I learned in Hebrew school that we do not eat bread during Passover. One Passover, when I was eleven years old, I went into our bread cupboard and threw away all our loaves of bread. When my mother questioned me I told her what I learned in Hebrew school. To my mother’s credit, she did not get mad at me. She knew that she wanted me to learn these things.
One day during Passover we went out to eat. The meal included a choice of desert. I chose the bread pudding. “I thought you were not eating bread!” someone in my family teased! I was embarrassed. I was trying so hard, I had only understood the prohibition on bread to be the sandwich kind. I did not know about all the other things you could not eat.
Finding My Jewish Song
I went to a public high school. At least half the kids were Jewish, but non- observant. I joined the symphonic choir. The conductor, who was Jewish, taught us the beautiful “Hallelukah” songs (I wish I knew to use the “K”) to perform for our holiday assembly. We also went Xmas caroling. Although Chanukah also fell around the same time, I do not remember our choir singing any songs about dreidels or menorahs.
Without a strong sense of my Jewish heritage to stand on, I entered adulthood feeling a sense of “Christian envy” during the winter “Holiday” season. Xmas permeates the air and the sound waves. It looked so alluring and magical, with all its shiny lights, warm family gatherings, and charming old movies and song. Yet I knew that deep down, I was still the little Jewish girl looking in from the outside. It bothered me when strangers would happily greet me with “Merry Xmas!” I so wanted to answer, “You mean, Happy Chanukah, I am Jewish!”
The tunes played all the time and some stayed in my head. There was one song, which I wished to get rid of, “When Grandma Got Run over By A Reindeer”. Maybe it reminded me of when I was four years old and innocently, chased Santa Claus away from my childhood friend’s home.
Now more than four decades later, the little Jewish girl became observant, (that would be me). Only ten years ago, in the middle of my marriage and my life, when my son was eight and my daughter was two years old, I went to a Torah class with my friend, with no real plan, but my Father in Heaven had one. I kept learning, and finally heard the true music that was always playing within the depths of my soul, and I came home. With much help from Above, as well as many wonderful people, have led my husband and children to becoming observant. I am so grateful that they did not put me on a sled and chase me away!
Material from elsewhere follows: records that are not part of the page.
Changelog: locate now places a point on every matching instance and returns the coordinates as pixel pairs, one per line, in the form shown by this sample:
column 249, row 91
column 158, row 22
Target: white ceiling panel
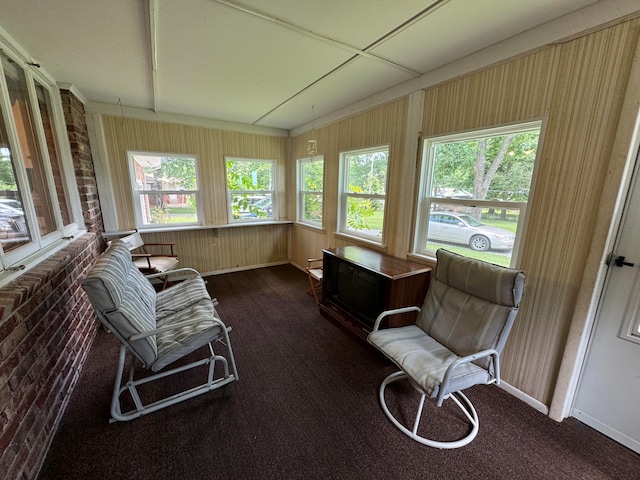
column 238, row 65
column 355, row 81
column 264, row 62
I recently spoke to Kathy, my childhood best friend about that fateful day over four decades ago. Then an unbelievable thing happened. It turns out that Kathy and her siblings continued to believe in Santa Claus for at least four more years, after my announcement! They did not stop believing in Santa Claus because of the little Jewish girl, they stopped on their own. Kathy said that she wished I had asked her so many years ago. I realized that the story had now come full circle as had my life. I felt blessed.
When what to my wandering eyes
But a miniature sleigh
And eight tiny reindeer!
The eight tiny reindeer that I had been so familiar with from childhood, especially that shiny nosed one, were replaced with the eight shining candles of Chanukah.
I have learned that by observing the Torah mitzvahs, I can become a candle of G-d, a shining emissary of His Divine light. I can also pass the candle; and pass His glorious light on to my children, and to the world.
The little Jewish girl (that would be me), found her way home.
*For privacy, the name has been changed.
The author retains all rights to this article. It can be printed for personal use only; it can not be used for publication or professional use, without prior consent from the author.